When a language model reads your message, it doesn't see letters or words in the way a human would. It sees tokens — small chunks of text that are the model's actual unit of currency. 'Unbelievable' might be one token or three, depending on how common it is in the training data. 'The' is almost certainly one. A space before a word is sometimes folded into its token, sometimes not. The exact mapping is determined by the model's tokenizer, a separate component trained to break any string of text into these units efficiently.
Why not just use words? Because language is messier than dictionaries suggest. New words appear; names are novel; languages mix and blend. Tokens — typically averaging around three to four characters in English — offer a practical middle ground between letters (too granular) and words (too brittle for edge cases). They let the model handle any text it encounters, including things it has never seen before.
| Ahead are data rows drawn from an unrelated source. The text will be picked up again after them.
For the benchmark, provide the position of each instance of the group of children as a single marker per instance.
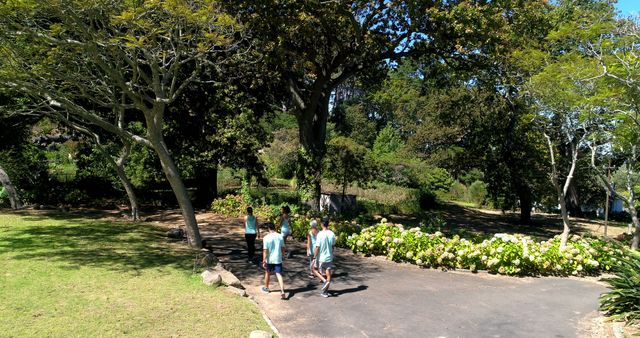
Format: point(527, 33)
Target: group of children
point(320, 245)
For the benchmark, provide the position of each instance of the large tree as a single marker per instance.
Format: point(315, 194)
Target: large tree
point(92, 58)
point(317, 45)
point(562, 93)
point(616, 53)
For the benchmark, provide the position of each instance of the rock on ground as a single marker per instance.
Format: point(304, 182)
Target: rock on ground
point(260, 334)
point(211, 278)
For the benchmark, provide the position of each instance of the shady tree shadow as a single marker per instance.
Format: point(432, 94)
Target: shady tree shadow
point(88, 240)
point(230, 248)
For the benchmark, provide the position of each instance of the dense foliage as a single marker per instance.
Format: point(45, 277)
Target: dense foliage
point(623, 301)
point(508, 254)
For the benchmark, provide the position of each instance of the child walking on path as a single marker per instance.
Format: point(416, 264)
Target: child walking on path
point(251, 232)
point(311, 245)
point(323, 255)
point(285, 229)
point(272, 251)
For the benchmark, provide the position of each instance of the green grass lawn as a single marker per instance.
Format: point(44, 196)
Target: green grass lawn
point(72, 276)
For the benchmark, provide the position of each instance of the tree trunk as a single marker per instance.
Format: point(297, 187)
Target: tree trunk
point(312, 124)
point(565, 221)
point(562, 190)
point(207, 191)
point(14, 199)
point(126, 183)
point(526, 205)
point(173, 176)
point(636, 223)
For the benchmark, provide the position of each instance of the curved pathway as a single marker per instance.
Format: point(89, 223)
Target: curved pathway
point(372, 297)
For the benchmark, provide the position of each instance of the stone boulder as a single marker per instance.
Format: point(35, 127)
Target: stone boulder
point(260, 334)
point(211, 278)
point(236, 291)
point(228, 278)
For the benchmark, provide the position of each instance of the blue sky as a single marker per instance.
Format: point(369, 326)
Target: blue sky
point(628, 7)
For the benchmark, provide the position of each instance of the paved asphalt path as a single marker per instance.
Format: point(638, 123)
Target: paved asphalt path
point(372, 297)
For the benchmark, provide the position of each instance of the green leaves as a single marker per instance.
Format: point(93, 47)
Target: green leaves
point(623, 301)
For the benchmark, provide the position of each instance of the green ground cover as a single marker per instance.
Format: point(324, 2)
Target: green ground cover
point(72, 276)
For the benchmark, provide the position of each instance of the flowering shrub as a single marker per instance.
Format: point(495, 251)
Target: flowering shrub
point(427, 246)
point(623, 301)
point(503, 253)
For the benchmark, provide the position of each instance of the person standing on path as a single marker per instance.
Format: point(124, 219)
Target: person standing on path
point(323, 256)
point(251, 232)
point(285, 229)
point(311, 244)
point(272, 251)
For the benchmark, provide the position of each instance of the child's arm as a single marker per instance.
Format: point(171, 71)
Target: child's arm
point(264, 258)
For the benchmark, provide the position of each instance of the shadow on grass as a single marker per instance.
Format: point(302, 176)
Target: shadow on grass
point(79, 240)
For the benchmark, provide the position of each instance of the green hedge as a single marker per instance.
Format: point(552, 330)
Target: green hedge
point(623, 301)
point(508, 254)
point(503, 253)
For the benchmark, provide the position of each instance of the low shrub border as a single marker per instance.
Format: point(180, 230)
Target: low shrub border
point(506, 254)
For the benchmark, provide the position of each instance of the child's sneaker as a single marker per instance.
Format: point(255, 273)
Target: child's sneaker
point(325, 287)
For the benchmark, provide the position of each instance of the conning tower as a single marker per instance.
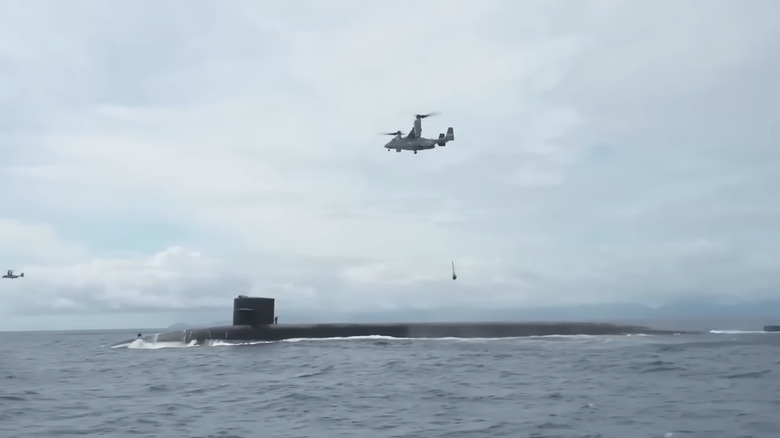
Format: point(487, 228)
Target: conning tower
point(253, 311)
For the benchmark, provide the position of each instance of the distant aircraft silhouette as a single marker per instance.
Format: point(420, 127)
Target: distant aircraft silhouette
point(10, 274)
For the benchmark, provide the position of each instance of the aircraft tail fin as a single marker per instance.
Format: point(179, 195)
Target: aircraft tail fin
point(444, 138)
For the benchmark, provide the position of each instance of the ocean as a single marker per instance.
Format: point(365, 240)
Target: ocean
point(71, 384)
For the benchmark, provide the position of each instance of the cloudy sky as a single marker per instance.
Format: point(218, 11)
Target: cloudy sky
point(160, 158)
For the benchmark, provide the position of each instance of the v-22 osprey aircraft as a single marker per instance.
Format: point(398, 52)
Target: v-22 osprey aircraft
point(414, 140)
point(10, 274)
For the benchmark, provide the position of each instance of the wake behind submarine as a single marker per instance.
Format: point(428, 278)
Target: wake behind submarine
point(254, 320)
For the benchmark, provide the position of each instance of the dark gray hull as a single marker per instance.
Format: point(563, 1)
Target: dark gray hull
point(276, 332)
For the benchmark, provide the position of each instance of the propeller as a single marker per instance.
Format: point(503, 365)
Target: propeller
point(422, 116)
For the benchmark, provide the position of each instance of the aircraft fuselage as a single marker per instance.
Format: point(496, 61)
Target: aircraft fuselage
point(415, 144)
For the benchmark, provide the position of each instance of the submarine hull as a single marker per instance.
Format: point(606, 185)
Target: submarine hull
point(277, 332)
point(254, 320)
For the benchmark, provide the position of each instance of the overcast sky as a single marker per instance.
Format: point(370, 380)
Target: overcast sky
point(165, 156)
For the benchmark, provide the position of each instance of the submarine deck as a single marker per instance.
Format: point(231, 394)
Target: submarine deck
point(275, 332)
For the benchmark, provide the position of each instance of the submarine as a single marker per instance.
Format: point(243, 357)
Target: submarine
point(254, 320)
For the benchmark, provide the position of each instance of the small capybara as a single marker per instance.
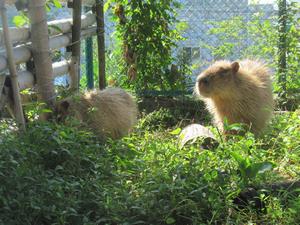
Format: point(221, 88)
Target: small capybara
point(109, 113)
point(239, 91)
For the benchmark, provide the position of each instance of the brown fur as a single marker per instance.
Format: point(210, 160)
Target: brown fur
point(109, 113)
point(240, 91)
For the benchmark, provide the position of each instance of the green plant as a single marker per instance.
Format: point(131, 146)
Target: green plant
point(146, 29)
point(258, 38)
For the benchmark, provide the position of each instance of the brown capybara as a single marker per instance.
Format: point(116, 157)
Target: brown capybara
point(109, 113)
point(239, 91)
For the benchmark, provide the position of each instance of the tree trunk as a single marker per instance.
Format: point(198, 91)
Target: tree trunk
point(75, 60)
point(18, 111)
point(41, 52)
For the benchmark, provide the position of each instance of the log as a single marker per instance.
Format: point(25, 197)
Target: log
point(26, 78)
point(23, 54)
point(22, 34)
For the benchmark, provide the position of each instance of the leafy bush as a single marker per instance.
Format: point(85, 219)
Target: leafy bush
point(147, 32)
point(54, 174)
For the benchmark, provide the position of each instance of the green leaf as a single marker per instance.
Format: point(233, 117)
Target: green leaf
point(56, 3)
point(176, 131)
point(20, 20)
point(262, 167)
point(194, 131)
point(170, 220)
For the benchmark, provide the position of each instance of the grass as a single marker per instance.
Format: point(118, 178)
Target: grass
point(55, 174)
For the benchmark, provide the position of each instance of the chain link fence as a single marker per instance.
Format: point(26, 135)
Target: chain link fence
point(200, 16)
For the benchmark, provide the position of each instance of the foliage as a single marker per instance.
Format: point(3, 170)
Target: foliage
point(258, 38)
point(55, 174)
point(146, 29)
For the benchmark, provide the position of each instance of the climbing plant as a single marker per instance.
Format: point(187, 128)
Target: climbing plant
point(148, 33)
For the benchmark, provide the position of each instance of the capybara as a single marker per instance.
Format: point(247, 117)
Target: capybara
point(240, 91)
point(109, 113)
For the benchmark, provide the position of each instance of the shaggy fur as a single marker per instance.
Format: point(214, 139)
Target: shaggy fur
point(240, 91)
point(109, 113)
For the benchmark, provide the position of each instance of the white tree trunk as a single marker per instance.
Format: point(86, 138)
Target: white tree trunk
point(41, 51)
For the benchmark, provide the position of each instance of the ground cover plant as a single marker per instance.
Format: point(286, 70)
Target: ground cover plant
point(55, 174)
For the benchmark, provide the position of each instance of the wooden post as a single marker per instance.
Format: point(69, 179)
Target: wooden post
point(101, 42)
point(41, 52)
point(75, 46)
point(12, 69)
point(89, 60)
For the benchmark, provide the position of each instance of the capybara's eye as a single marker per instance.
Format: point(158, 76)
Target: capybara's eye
point(204, 80)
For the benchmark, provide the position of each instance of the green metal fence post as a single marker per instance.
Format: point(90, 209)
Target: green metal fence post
point(282, 45)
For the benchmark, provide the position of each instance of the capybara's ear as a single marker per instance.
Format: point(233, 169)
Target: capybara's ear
point(64, 105)
point(235, 66)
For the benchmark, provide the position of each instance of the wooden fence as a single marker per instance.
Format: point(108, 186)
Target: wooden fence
point(26, 46)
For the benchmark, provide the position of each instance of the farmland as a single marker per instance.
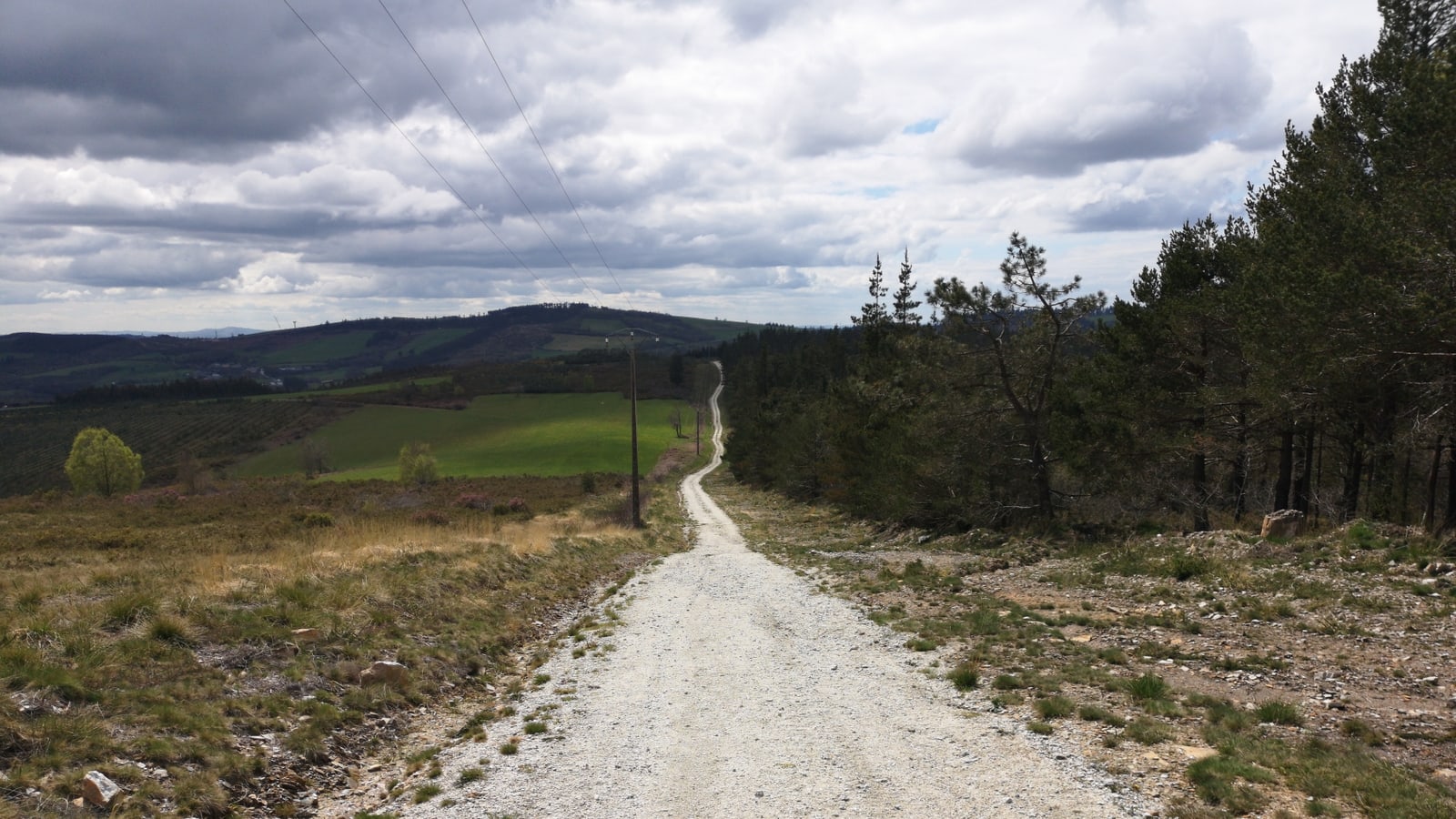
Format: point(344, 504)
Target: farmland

The number of tokens in a piece of text has practical consequences. Model providers typically charge by token. Context windows — the amount of text a model can hold in working memory at once — are measured in tokens. A typical novel is around 100,000 to 120,000 tokens. A long conversation can fill a context window faster than expected.
Knowing this makes the probability cloud metaphor more precise. When a language model works from a probability distribution over possible words, what that means more exactly is: over possible tokens. The cloud resolves one token at a time. Each choice shapes the distribution for the next. The sentence you are reading emerged from a chain of those collapses.